First, in a very Yogic way, we have to acknowledge and accept this. Reflect, observe, place no judgment on your rhythms. Gather information. EASIER SAID THAN DONE, right? I have found in myself & clients, this first step is the most difficult because during observation our immediate reflex is to judge, interpret, or attempt to problem solve our way out. Without practice, this reflex will almost always dysregulate us. Instead, use all the tools at your disposal to manage this journey of self-reflection. Talk to your therapist, gather reasonable tips on Instagram, journal, breathe, practice catharsis, be angry, allow yourself to grieve your lost, healthy self.
I’ll use myself as a case study. As a fragile girlie, often disrupted rhythms are my home tasks (your girl is messy!). I walk into the kitchen, see ALL of the tasks (washing, drying, putting away dishes, wiping surfaces, clearing old food, sweep the floor, then do it all over again after I cook) and get immediately overwhelmed. I’m an avoider through and through, so it can easily become a larger problem the longer I put it off.
Here’s what my OT brain thinks:
Start with regulation. This chore doesn’t have to be a punishment. You’re allowed to express your discomfort, you’re not a failure for having negative feelings, but how can I show up without immediately quitting or shutting down? Put on some music and incense, dance for my cat, game-ify the cleanup, call a friend, do 10 pushups, or hype yourself up in the mirror - how do you create motivation?

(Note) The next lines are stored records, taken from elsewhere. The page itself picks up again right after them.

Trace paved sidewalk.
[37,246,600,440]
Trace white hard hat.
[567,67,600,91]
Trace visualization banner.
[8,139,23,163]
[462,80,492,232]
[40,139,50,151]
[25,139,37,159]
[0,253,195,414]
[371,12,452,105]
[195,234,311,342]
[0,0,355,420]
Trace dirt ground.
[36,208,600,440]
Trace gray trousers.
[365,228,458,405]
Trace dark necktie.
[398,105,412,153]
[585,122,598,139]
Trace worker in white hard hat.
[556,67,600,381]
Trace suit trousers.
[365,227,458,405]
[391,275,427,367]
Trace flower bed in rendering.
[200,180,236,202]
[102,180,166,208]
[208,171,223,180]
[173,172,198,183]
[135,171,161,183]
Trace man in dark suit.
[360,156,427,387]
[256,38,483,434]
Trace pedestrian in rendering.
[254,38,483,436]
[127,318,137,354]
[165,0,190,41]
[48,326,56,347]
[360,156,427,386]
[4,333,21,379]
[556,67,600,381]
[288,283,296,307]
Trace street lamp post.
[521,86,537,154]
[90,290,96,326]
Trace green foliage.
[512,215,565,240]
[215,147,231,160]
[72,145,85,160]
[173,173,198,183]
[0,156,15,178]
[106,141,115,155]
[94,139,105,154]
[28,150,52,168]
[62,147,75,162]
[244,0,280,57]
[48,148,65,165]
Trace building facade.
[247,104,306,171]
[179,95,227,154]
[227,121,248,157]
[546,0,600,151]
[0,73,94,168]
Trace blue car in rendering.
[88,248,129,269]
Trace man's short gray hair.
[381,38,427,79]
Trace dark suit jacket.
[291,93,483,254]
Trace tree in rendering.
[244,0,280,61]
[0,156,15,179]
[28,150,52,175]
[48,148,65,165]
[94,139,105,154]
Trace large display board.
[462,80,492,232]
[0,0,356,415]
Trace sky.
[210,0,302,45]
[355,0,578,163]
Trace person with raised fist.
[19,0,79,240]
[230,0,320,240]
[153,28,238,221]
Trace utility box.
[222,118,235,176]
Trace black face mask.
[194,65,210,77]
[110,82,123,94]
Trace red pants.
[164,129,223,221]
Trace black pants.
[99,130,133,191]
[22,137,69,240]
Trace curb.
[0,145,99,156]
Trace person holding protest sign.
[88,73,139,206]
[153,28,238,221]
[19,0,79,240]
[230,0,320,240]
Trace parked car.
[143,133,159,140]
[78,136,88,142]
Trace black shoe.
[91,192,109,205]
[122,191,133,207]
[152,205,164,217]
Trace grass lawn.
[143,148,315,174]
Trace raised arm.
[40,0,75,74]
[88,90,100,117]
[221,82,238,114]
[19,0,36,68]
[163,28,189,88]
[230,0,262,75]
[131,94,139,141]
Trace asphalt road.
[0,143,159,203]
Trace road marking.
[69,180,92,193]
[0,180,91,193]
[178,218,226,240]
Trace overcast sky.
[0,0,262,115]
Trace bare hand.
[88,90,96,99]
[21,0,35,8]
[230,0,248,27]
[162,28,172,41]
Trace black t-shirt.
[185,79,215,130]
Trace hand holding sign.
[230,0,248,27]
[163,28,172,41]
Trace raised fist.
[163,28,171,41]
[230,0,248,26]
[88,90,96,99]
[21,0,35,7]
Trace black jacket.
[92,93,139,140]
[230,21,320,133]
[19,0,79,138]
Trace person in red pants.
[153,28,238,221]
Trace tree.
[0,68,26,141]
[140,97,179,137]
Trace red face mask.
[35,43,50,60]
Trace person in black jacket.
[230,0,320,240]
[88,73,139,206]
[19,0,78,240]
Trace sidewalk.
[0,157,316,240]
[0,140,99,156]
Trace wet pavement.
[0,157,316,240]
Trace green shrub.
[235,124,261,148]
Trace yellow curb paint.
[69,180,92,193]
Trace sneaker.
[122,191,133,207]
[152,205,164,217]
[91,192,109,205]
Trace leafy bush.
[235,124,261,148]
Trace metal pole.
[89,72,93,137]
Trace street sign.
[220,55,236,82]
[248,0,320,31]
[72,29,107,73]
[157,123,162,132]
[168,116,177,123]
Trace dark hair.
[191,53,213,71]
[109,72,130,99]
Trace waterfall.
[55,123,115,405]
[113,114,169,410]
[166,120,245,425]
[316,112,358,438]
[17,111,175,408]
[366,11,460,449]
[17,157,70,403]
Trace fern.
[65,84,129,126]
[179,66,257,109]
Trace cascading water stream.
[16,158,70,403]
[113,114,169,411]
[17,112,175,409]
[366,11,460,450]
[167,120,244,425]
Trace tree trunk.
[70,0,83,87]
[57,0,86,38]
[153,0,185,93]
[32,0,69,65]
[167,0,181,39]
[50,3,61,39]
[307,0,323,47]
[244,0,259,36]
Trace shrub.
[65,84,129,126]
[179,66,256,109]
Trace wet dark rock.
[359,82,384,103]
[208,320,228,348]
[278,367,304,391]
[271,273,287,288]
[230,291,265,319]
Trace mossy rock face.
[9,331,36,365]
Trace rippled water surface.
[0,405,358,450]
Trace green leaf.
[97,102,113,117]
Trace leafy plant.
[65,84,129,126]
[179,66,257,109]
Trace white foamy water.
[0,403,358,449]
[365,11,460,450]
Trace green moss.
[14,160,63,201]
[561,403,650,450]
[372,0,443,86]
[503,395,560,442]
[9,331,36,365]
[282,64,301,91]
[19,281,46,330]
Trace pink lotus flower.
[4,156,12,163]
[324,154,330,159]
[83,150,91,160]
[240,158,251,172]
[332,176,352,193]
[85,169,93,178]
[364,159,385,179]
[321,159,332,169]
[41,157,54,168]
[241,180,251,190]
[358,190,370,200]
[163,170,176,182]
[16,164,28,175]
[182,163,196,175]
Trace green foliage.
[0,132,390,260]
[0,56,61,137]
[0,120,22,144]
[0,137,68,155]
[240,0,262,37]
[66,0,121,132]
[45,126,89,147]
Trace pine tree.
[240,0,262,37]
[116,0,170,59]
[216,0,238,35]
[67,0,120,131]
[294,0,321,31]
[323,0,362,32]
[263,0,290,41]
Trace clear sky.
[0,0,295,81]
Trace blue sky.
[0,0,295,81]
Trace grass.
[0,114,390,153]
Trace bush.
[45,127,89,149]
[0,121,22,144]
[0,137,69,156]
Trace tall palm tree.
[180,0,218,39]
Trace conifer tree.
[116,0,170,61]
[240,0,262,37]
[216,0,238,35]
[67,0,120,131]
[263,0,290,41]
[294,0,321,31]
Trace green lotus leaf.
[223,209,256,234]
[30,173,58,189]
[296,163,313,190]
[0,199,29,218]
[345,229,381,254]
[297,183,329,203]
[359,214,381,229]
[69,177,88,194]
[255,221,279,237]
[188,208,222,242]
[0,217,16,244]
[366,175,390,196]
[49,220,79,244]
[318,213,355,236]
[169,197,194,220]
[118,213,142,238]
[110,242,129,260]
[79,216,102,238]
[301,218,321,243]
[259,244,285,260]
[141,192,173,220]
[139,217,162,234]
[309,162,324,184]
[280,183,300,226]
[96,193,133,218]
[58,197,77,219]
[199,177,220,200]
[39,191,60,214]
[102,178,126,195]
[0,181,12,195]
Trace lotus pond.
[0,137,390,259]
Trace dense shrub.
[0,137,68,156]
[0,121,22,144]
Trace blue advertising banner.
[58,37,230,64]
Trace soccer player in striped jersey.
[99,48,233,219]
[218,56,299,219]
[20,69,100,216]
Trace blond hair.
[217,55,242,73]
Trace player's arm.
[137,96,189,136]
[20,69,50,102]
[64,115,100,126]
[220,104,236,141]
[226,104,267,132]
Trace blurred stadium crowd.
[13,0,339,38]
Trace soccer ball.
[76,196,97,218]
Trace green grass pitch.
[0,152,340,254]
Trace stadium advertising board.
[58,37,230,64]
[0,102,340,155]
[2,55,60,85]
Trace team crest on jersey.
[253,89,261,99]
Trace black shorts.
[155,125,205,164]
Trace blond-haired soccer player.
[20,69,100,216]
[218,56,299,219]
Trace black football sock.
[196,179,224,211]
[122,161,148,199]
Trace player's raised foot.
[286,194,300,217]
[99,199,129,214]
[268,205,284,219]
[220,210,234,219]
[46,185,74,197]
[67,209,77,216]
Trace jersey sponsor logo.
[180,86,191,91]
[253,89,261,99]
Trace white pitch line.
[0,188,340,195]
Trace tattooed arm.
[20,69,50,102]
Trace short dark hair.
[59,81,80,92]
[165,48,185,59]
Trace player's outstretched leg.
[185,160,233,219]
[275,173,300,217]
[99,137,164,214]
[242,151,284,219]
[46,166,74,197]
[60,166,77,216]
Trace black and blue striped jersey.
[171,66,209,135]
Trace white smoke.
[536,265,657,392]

Like eating an elephant, take it bite by bite. Just start on the task. I read (watched a TikTok) that it takes 23 minutes for your attention to fully lock into a task. Give yourself a few moments to find a flow. You might have to re-parent or, at least, coach & encourage yourself in that process.
Conserve your energy. Let go of the idea that everything needs to be done perfectly and now. Urgency is the language of a productivity-based system. We’re teaching our nervous systems it's okay to move at our pace, our rhythm.

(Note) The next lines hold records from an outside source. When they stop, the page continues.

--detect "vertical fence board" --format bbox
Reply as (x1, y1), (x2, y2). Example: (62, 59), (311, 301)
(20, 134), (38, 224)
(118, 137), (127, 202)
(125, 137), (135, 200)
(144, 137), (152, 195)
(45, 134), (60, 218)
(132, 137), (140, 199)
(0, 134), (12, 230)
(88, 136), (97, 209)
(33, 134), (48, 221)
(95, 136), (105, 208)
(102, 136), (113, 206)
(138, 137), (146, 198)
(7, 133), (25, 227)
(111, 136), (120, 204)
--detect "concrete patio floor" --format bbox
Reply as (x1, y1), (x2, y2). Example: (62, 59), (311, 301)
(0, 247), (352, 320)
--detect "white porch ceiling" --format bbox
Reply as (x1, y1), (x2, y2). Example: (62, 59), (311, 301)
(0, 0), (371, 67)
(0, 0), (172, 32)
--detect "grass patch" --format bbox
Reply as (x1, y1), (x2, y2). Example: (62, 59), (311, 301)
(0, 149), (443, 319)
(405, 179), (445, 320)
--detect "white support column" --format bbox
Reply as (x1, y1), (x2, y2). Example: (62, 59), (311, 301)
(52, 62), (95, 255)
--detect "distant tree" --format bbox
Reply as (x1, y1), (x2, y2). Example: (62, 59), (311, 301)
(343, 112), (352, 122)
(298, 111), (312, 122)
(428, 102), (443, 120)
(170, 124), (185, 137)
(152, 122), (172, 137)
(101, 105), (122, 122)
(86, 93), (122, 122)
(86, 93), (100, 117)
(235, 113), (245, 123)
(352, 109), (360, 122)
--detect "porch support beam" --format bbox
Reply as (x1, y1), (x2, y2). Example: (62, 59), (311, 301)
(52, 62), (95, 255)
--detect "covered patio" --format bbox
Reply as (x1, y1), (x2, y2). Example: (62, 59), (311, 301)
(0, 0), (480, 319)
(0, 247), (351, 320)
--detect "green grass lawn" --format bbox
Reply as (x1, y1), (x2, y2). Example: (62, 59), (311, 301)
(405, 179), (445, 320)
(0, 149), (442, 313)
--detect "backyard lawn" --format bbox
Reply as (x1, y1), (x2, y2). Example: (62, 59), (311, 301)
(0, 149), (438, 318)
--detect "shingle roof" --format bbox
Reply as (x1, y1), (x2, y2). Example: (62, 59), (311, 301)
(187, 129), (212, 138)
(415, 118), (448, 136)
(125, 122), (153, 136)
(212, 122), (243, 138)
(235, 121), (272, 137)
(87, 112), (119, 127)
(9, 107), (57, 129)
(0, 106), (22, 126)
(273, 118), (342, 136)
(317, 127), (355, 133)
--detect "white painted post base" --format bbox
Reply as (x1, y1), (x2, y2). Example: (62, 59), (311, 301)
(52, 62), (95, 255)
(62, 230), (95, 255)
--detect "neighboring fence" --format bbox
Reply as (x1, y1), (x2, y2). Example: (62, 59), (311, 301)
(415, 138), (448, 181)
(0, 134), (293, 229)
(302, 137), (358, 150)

If you don’t feel mastery, gain it! While I wash dishes, I’m pulling from my internal archive of rehab & fitness tips to ensure proper posture so my back doesn’t explode at the end of the activity. I love a good system- my mom taught me to clean as you go while you cook and it makes the world of difference. Feeling like an imposter with a work task? Find a mentor, watch a YouTube video, fail & try again. Interpersonal conflict is a too-common occurrence? Explore therapy, podcasts, reading, or conversation to better manage and balance interpersonal stress. We, unfortunately, can’t be passive participants in life (I mean you can try, but good luck, babe).

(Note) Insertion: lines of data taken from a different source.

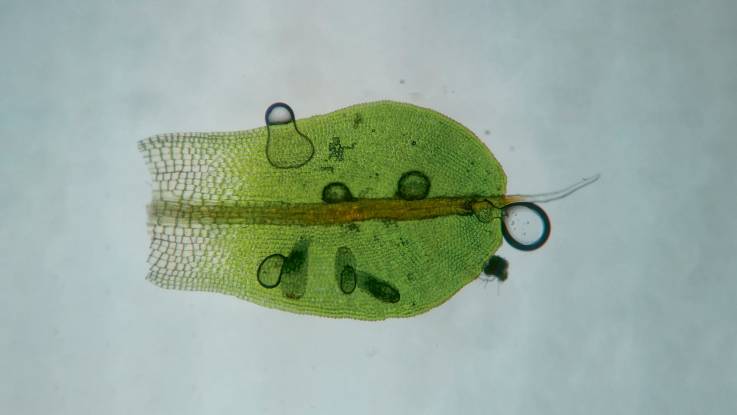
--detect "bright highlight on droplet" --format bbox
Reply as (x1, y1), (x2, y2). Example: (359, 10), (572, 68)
(503, 202), (550, 251)
(266, 102), (294, 125)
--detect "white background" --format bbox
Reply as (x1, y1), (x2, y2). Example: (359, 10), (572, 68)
(0, 0), (737, 415)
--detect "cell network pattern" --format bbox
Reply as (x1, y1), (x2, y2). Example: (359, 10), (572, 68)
(139, 101), (506, 320)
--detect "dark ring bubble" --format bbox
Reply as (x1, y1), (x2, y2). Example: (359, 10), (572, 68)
(264, 102), (294, 125)
(502, 202), (550, 251)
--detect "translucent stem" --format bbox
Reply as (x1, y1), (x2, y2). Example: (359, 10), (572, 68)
(504, 174), (601, 205)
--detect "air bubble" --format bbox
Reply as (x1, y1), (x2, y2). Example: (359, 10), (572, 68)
(265, 102), (315, 169)
(256, 254), (285, 288)
(266, 102), (294, 125)
(502, 202), (550, 251)
(397, 171), (430, 200)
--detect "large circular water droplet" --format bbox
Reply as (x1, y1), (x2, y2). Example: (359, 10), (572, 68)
(266, 102), (294, 125)
(502, 202), (550, 251)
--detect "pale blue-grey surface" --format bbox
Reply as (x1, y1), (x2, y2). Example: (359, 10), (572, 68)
(0, 0), (737, 415)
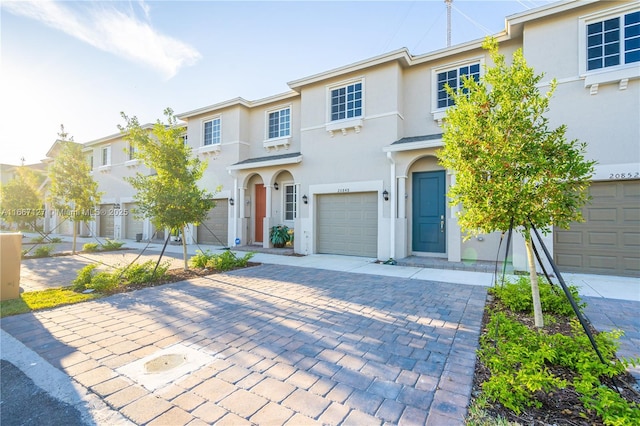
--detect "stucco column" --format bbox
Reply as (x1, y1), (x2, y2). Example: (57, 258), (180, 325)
(398, 176), (407, 219)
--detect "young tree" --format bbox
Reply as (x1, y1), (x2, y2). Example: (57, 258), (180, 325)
(118, 108), (215, 270)
(0, 165), (43, 230)
(49, 126), (102, 254)
(438, 39), (595, 327)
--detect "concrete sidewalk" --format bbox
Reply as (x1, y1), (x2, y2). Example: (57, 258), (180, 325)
(21, 237), (640, 302)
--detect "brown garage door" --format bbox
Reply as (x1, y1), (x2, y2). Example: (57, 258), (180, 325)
(198, 198), (229, 246)
(124, 203), (144, 240)
(317, 192), (378, 257)
(553, 180), (640, 277)
(100, 204), (113, 238)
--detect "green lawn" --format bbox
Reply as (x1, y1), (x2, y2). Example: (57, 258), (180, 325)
(0, 287), (102, 318)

Modify your environment for future success. Organize your personal systems to work for you. Make your living environment convenient, accessible, and conducive to your personality, preferences, and physical & emotional rhythms. Set boundaries, time limits, create visual cues, reduce physical & mental clutter, advocate for policy change, the list goes on.
Consider communal support! Normalize inviting your friend over when folding laundry (and consider helping them with their stuff too) - more hands = less work! I often dream of starting local consultation groups for wellness/healthcare entrepreneurs. Let your people in on your rhythms, I’m sure most of your community will support your needs & goals! Individualism is a difficult ethic to unlearn.
Rinse & repeat. Over and over again.
That last bullet point refers to a tried & true lifestyle & behavioral approach: small, actionable steps repeated over time will build natural and well-aligned habits & routines. We can build momentum. Which builds redundancy. Which leads to a sense of mastery and confidence. Which creates a natural, consistent rhythm.
Let’s return to this definition of a rhythm: “an ordered recurrent alternation of strong and weak elements in the flow of sound and silence in speech.” I invite you to embrace the ups and downs of your rhythms. The darker, the imperfect, the messy, the frustrating rhythms. It’s still a part of us. I aim to not demonize these parts of myself, but I certainly don’t want these disruptions to dictate my flow. The practice is one of trust & relationship with the strong and weak elements of our rhythms, and with support & tools we can experience joyful flow in all of our rhythms. I promise I’ll keep trying with you!